Charlotte's Web, is a story of growing up. Fern grows up and stops spending so much time in the barn. Charlotte grows old, dies, and Wilbur learns to grieve as he looks after her children, some of whom stay with him year after year. 

It's a story friendship and acceptance. Even though Wilbur worries that "Charlotte is fierce, brutal, scheming bloodthirsty - everything I don't like," eventually he comes to accept and care deeply for her. I wish I had a Dr Dorian when my boys were younger. He reassures Mrs Arable saying, "Let Fern associate with her friends in the barn if she wants to. I would say, offhand, that spiders and pigs were fully as interesting as Henry Fussy. Yet I predict that the day will come when even Henry will drop some chance remark that catches Fern's attention. It's amazing how children change from year to year."  I love Fern's mother's comments that, "Avery is always fine. Of course, he gets into poison ivy and gets stung by wasps and bees and brings frogs and snakes home and breaks everything he lays his hand on. He's fine" 

They are all fine, just as they are. 

It reminds us of the power of the labels we are given. With each word Charlotte provides for him, Wilbur strives to become: first some pig, then terrific, next radiant, and finally, humble. 

I also love how much information readers learn about spiders as they read this book. Not only do we learn that spiders have eight hairy legs, but that "each leg has seven sections - the coxa, the trochanter, the femur, the patella, the tibia, the metatarsus, and the tarsus." 

Across the years I've read Charlotte's Web a couple of times, and remain enchanted by it: by the exquisiteness of the prose, by the elegance of a tale well told, by the rich and multiple layers of meaning that I've come to find with each new reading. This telling, I was struck by this all over again, but I've come to especially appreciate White's humor and his gentle pokes at how foolish we humans are in so many ways, and especially, how easily we can be manipulated

Trust me, Wilbur. People are very gullible. They'll believe anything they see in print. 

If I can fool a bug, thought Charlotte, "I can surely fool a man. People are not as smart at bugs."

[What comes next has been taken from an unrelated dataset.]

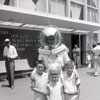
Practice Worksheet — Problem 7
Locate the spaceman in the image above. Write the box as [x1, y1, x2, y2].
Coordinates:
[38, 26, 70, 71]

"What do people catch in the Queensborough Bridge - bugs?" asked Wilbur.
"No," said Charlotte. 'They don't catch anything. They just keep trotting back and forth across the bridge thinking there is something better on the other side. If they'd hang head-down at the top of the thing and wait quietly, maybe something good would come along. But no - with men it's rush, rush, rush, every minute."

I used to assume that Charlotte's Web was only appropriate for younger children. Now I'm contemplating how I'm going to sell it to all of my readers.